The pandemic has upended life as we know it for everyone – but nowhere have the impacts been felt more than on low-income Americans and communities of color. And the foster care system has been particularly vulnerable.
The Children’s Rights Organization reports that almost 690,000 children spent time in foster care in 2018; of those, one-third were children of color. Research has repeatedly shown that minority single-parent families living in lower-income neighborhoods are the most likely to be involved in the foster care system.
PARENTS AND KIDS ‘SEPARATED FOR MONTHS’
Coronavirus has hit America’s foster children and parents with kids in the system, advocates say, in ways that may have lasting impacts. In the thick of the pandemic, one of the most immediate – and extreme – impacts was on court hearings. Under the law, parents who have their child taken away by the state have the right to a hearing the next day. But in many states, family courts shut down after the pandemic broke.
Nena Villamar, the chief attorney for the Parental Defense division in the Maryland Office of the Public Defender, said many families in Maryland didn’t get a hearing for “weeks.” Even when the state allowed hearings to resume, she said, “lower-priority” cases and “less urgent” cases were pushed to the back burner as the state worked through a backlog.
“Parents were separated from their kids for months,” she said in a phone interview.
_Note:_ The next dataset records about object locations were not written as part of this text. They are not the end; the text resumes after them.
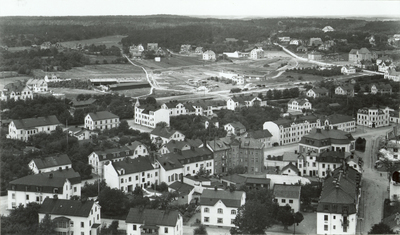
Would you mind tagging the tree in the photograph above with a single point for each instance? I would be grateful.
(252, 218)
(381, 228)
(200, 230)
(46, 226)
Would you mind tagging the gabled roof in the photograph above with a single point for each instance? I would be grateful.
(53, 161)
(151, 217)
(258, 134)
(287, 191)
(230, 199)
(131, 166)
(66, 207)
(31, 123)
(102, 115)
(165, 132)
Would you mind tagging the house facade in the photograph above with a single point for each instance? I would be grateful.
(35, 188)
(151, 221)
(219, 208)
(102, 120)
(24, 128)
(72, 216)
(373, 117)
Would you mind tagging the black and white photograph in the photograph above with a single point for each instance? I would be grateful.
(199, 117)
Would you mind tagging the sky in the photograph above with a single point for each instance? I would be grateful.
(234, 8)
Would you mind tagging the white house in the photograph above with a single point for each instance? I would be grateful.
(299, 104)
(150, 115)
(98, 158)
(338, 204)
(163, 135)
(219, 208)
(24, 128)
(128, 174)
(35, 188)
(101, 120)
(209, 55)
(373, 117)
(72, 216)
(150, 221)
(286, 194)
(53, 163)
(37, 85)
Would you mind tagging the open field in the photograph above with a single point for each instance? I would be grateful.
(108, 41)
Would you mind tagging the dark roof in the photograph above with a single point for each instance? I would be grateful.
(165, 132)
(131, 166)
(66, 207)
(48, 162)
(182, 188)
(151, 217)
(31, 123)
(259, 134)
(102, 115)
(287, 191)
(47, 181)
(230, 199)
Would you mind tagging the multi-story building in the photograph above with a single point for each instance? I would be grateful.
(35, 188)
(150, 221)
(317, 92)
(24, 128)
(257, 53)
(128, 174)
(373, 117)
(219, 208)
(285, 194)
(98, 158)
(209, 55)
(150, 115)
(244, 101)
(163, 135)
(345, 90)
(320, 140)
(37, 85)
(299, 105)
(53, 163)
(72, 216)
(102, 120)
(338, 205)
(17, 91)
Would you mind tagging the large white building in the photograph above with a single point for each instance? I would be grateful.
(299, 105)
(338, 205)
(219, 208)
(373, 117)
(35, 188)
(52, 163)
(128, 174)
(150, 221)
(72, 216)
(102, 120)
(150, 115)
(24, 128)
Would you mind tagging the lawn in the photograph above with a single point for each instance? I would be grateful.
(108, 41)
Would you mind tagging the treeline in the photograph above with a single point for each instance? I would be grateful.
(333, 71)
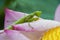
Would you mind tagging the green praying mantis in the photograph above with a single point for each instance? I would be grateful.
(28, 18)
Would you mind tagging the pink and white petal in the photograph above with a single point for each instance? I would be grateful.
(3, 36)
(40, 25)
(23, 27)
(11, 16)
(57, 13)
(15, 35)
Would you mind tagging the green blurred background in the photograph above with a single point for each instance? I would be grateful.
(47, 7)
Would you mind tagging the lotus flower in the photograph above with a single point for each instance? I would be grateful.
(57, 13)
(26, 31)
(12, 35)
(11, 16)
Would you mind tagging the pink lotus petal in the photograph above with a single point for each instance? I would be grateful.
(15, 35)
(11, 16)
(3, 36)
(40, 25)
(23, 27)
(57, 13)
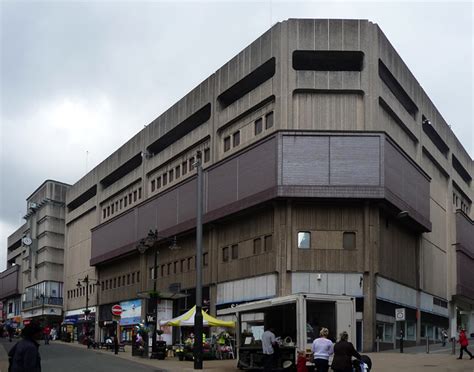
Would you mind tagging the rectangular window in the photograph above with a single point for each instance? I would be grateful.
(227, 143)
(268, 243)
(257, 243)
(269, 120)
(236, 139)
(235, 251)
(348, 240)
(207, 155)
(304, 239)
(225, 254)
(258, 126)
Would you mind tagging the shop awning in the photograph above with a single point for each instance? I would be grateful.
(187, 320)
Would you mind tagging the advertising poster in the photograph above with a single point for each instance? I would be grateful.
(131, 312)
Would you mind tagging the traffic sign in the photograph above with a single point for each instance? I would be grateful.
(117, 310)
(400, 314)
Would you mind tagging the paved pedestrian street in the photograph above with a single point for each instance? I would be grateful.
(61, 357)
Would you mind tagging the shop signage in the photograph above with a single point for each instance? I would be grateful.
(131, 312)
(117, 310)
(400, 314)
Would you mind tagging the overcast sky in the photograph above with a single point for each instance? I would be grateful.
(78, 79)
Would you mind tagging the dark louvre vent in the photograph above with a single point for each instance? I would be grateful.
(257, 77)
(328, 60)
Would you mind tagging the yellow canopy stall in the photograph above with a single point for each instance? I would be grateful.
(187, 320)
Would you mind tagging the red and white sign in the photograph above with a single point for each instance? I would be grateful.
(117, 310)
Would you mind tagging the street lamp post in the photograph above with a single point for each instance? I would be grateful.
(144, 244)
(86, 281)
(198, 321)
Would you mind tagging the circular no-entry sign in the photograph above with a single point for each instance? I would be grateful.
(117, 310)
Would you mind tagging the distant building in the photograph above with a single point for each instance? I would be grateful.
(32, 284)
(333, 186)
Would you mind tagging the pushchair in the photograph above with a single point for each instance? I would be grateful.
(364, 364)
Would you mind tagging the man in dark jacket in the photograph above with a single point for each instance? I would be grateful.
(24, 356)
(343, 353)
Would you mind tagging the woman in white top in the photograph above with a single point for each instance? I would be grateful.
(322, 348)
Multiple studies have shown that even short stays in foster care or brief separations from parents can have lasting and traumatic impacts on kids.
VISITS IN FLUX
Another more drawn-out impact of the pandemic has been on visits between parents and kids in the system. While laws vary by state, usually parents with children in foster homes have the right to visit their children in foster care. But when lockdowns went into effect, parents across the country were separated from their children with no guidance on when or how to resume visitation.
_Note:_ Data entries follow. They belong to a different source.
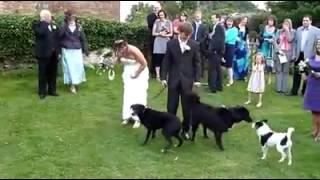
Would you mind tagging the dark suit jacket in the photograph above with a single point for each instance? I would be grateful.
(151, 18)
(217, 41)
(183, 68)
(201, 35)
(46, 41)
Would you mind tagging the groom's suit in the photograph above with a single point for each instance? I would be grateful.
(181, 70)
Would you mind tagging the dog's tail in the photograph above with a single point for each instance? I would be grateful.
(290, 131)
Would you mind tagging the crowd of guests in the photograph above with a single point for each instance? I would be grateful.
(224, 42)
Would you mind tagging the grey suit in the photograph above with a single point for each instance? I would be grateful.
(313, 33)
(308, 51)
(282, 70)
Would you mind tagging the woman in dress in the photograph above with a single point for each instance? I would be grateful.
(135, 76)
(285, 45)
(256, 84)
(240, 65)
(163, 31)
(312, 94)
(267, 38)
(73, 43)
(231, 34)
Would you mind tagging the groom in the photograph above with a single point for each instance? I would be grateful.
(182, 66)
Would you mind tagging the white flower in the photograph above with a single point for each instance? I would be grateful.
(187, 48)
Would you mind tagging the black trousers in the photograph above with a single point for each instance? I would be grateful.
(152, 64)
(203, 59)
(47, 74)
(214, 72)
(174, 94)
(297, 77)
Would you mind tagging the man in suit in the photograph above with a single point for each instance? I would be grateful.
(46, 51)
(305, 38)
(199, 35)
(215, 53)
(151, 18)
(182, 65)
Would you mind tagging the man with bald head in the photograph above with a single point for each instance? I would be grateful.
(46, 52)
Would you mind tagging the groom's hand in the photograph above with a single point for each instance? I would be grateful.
(197, 84)
(164, 83)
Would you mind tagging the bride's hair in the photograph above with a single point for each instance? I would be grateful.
(118, 44)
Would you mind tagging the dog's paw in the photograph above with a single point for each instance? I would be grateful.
(163, 150)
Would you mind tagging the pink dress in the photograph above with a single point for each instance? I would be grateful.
(257, 82)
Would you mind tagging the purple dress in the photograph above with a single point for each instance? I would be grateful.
(312, 94)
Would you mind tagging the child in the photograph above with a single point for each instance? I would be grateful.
(256, 82)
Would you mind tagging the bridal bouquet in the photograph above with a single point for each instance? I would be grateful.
(302, 66)
(106, 63)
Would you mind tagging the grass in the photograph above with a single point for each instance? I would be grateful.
(80, 136)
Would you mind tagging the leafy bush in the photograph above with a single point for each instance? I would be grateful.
(17, 37)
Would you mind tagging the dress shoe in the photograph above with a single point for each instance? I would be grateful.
(213, 91)
(42, 96)
(53, 94)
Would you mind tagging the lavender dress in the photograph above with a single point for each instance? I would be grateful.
(312, 94)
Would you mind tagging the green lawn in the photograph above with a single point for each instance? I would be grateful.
(80, 136)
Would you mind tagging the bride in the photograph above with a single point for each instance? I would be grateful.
(135, 77)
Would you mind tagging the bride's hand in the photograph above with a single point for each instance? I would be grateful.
(134, 76)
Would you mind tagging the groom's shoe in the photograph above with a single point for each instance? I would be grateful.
(185, 135)
(53, 94)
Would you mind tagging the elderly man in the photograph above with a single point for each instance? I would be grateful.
(46, 52)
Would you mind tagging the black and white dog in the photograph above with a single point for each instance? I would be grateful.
(217, 119)
(269, 138)
(154, 120)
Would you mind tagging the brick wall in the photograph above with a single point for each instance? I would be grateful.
(105, 9)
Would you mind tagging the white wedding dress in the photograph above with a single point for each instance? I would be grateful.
(135, 90)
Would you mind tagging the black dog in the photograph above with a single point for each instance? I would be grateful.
(153, 120)
(217, 119)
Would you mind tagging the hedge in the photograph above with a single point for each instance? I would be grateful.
(17, 37)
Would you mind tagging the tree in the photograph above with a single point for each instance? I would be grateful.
(139, 13)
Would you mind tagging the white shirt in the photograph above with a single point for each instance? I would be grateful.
(182, 45)
(304, 35)
(197, 27)
(213, 30)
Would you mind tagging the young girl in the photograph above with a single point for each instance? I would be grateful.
(257, 82)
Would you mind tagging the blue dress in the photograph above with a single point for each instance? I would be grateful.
(240, 64)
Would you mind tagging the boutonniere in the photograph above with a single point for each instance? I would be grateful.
(187, 48)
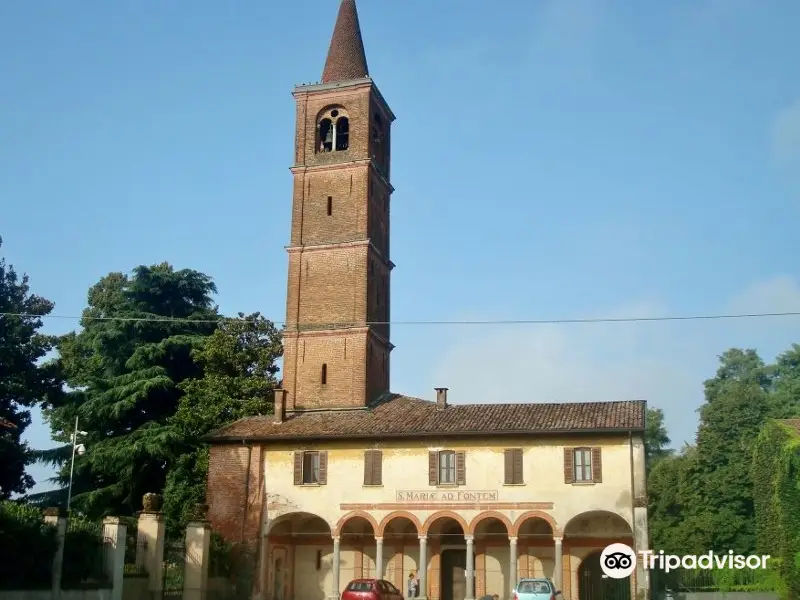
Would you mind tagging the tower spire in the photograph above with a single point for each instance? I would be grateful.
(346, 57)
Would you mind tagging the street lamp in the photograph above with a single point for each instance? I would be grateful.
(78, 449)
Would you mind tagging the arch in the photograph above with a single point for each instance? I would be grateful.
(355, 514)
(444, 514)
(299, 519)
(534, 514)
(584, 521)
(490, 514)
(398, 514)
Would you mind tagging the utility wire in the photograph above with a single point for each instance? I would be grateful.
(712, 317)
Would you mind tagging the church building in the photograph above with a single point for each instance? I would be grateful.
(350, 480)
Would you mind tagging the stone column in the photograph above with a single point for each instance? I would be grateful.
(150, 541)
(379, 558)
(423, 568)
(470, 567)
(114, 551)
(336, 563)
(58, 519)
(558, 569)
(195, 574)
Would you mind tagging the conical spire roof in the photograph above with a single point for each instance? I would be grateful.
(346, 57)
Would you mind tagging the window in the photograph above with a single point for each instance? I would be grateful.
(513, 466)
(447, 467)
(373, 467)
(342, 133)
(582, 465)
(311, 468)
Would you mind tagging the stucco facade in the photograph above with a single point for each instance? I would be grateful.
(380, 530)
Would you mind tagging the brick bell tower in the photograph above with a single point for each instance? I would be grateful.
(336, 340)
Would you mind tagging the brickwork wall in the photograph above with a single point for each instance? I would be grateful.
(232, 515)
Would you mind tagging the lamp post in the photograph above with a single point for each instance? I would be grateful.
(78, 449)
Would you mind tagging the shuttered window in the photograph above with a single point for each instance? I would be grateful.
(583, 465)
(513, 466)
(310, 468)
(447, 467)
(373, 467)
In late March, the Administration for Children and Families, which is housed in the federal Department of Health & Human Services and oversees foster programs, sent a letter “strongly discourag[ing]” judges from issuing blanket orders banning visits between children and parents during the pandemic, and encouraged state welfare agencies to “become familiar with ways in which in-person visitation may continue to be held safely.”
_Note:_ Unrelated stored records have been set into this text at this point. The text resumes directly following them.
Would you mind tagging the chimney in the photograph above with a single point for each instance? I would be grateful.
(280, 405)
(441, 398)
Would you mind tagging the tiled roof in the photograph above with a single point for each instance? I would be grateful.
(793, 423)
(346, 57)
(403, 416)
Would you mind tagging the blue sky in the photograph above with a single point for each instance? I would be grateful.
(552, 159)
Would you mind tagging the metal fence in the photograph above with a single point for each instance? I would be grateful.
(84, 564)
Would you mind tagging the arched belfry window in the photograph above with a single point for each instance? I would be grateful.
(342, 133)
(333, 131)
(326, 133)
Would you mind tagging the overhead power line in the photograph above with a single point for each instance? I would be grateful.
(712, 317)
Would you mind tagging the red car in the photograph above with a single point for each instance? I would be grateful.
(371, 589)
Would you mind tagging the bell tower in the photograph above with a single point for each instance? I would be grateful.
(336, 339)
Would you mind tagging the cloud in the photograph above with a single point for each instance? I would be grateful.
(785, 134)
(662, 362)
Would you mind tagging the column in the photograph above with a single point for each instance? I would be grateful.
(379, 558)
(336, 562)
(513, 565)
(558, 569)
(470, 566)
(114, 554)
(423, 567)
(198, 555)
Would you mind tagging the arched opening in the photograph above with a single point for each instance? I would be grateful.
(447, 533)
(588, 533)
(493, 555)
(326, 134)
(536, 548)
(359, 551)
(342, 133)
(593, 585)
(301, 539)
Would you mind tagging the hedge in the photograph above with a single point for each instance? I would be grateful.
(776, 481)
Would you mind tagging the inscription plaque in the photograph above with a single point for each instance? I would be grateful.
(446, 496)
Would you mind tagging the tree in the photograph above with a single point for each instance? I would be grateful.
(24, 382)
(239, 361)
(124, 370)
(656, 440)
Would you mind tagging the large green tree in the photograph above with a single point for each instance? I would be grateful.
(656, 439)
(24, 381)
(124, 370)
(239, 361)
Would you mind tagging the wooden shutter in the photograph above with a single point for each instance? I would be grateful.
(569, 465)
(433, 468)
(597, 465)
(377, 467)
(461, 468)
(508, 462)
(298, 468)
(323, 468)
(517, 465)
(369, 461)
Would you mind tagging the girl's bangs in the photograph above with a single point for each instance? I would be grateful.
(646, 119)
However, states are still given wiggle room within federal guidance like this one to set their own standards. In Maryland, Villamar said, the government has decided that only phone and digital visits are allowed for kids in group homes; children in individual foster homes may be granted individual visits with their parents if their foster parents allow it.
Maryland is slowly encouraging in-person visitation with masks, temperature checks, and distancing guidelines in controlled environment for all foster children, Villamar says, but “there is no urgency, it seems.”
Zoom, phone, or other virtual “visits” with very young children are difficult – as anyone who’s tried to talk to young relatives on Zoom or teach a video class for elementary school students knows. “Parents are being told, well, at least you can still FaceTime,” Villamar says. “But for young kids, FaceTime is meaningless. You can’t touch them or hold them, and their attention span is short.”
What’s more, foster visits aren’t just about letting parents spend time with their kids. For parents, especially ones with younger children, it’s crucial to also get “parenting” time with their children: doing activities like making them dinner, bathing them, holding them and reading to them. It’s impossible to do full parenting activities over a Zoom call.
Villamar also said that the state mandated early on that children of divorced parents would be allowed to see each parent during the pandemic, but children in foster care were not given the same consideration.
“It made [advocates] angry,” she said. “I just don’t think that was right.”
COULD ZOOM TRANSFORM THE SYSTEM?
But other advocates say that the shift to digital may help to bring needed changes to the system.
Valerie L’Herrou is a staff attorney at the Center for Family Advocacy at the Virginia Poverty Law Center. She said in a phone interview advocates she works with have noted “surprising positives” from the sudden shift to remote meetings and hearings.
Parents who have had their children taken away by the state are often ordered to complete various steps – drug counseling, therapy, parenting classes – to regain custody. These in-person meetings and appointments can pile up, causing a huge amount of stress to a working person or someone trying to get their legs under them after an illness or stint with addiction.
L’Herrou recalled one client who was succeeding in her parenting meetings – so the state added an additional meeting each week in order to get the case closer to reunification. The parent stopped coming to meetings altogether. When L’Herrou asked her why, she explained that she’d already had to ask her boss for time off to come to the first meetings and knew that she wouldn’t be able to make the extra meetings, so she gave up.
“We put these hurdles in front of these families,” L’Herrou said. “You have to jump through his hoop and this hoop – and hey, you did so good at those that here’s a new hoop.”
But video meetings take away many of the logistics that are burdensome about these processes – you don’t need to hitch a ride for a therapy session taking place over Zoom. What’s more, L’Herrou said, advocates are reporting that parents seem more comfortable in their own home and are more engaged with the services.
“Counselors are finding when a parent is in their own home they are more relaxed, they’re able to be more vulnerable, able to be more open,” she said.